From Turkish writer-director Mahsun Kirmizigül comes a riveting tale of two Turkish police officers sent to New York City to retrieve the notorious Islamic terrorist, code name: DAJJAL, in ‘Five Minarets In New York’. What starts out as a routine police undertaking becomes an international issue of terrorism and the politics that accompany it.
Mahsun Kirmizigül is a capable film maker; the first scenes of ‘Five Minarets In New York’ is action-thriller gold. By the first sequences, you are already hooked, but the film is much more than that. The Turkish officers, Firat Baran (Mahsun Kirmizigül himself) and Acar Dogan work closely with the FBI, particularly a bigoted agent (Robert Patrick) and NYPD to find Hadji Gumus, now a well-respected Muslim scholar who’s been imprisoned in Turkey but lives in New York City with a wife and children.
From there, the plot thickens. We become embroiled in the burgeoning tension amongst the law enforcers and the terrorist whom they have captured. When we find Hadji’s American friend and sympathizer (Danny Glover), things only get more complicated.
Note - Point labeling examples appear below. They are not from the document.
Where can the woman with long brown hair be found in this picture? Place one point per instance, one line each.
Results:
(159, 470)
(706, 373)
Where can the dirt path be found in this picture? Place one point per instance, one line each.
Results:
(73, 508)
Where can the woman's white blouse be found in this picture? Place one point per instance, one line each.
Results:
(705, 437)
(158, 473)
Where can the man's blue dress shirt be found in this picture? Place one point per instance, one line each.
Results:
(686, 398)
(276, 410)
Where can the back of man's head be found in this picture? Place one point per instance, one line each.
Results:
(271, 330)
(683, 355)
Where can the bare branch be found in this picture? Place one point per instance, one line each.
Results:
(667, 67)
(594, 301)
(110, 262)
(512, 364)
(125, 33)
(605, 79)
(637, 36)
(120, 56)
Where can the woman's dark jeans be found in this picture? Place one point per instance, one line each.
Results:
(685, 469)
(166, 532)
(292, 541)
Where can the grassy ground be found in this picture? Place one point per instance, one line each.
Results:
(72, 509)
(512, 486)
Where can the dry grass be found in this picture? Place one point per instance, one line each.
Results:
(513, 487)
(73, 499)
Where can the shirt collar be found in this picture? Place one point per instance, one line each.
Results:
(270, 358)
What used to be a simple person transfer has become a test of wills.
‘Five Minarets In New York’ is an action film but it cannot be helped that it raises many political themes as well. Sure, the terrorist in question –Hadji— is Muslim yet it does not pre-suppose that all terrorists are. In fact, Hadji is the most unlikely terrorist: educated; a family man who lives a quiet life. You may say that ‘Five Minarets In New York’ is the anti-‘Four Lions’, another film that centers on terrorists. With the comedy ‘Four Lions’ it made Muslims more human and bungling at that; in Kirmizigül’s take, Muslims are just like us.
There are also questions of freedom; in Hadji’s case, he fled Turkey because he claims he is innocent. When your freedom is being threatened, wouldn’t you do just about anything to keep it? The film is worth watching.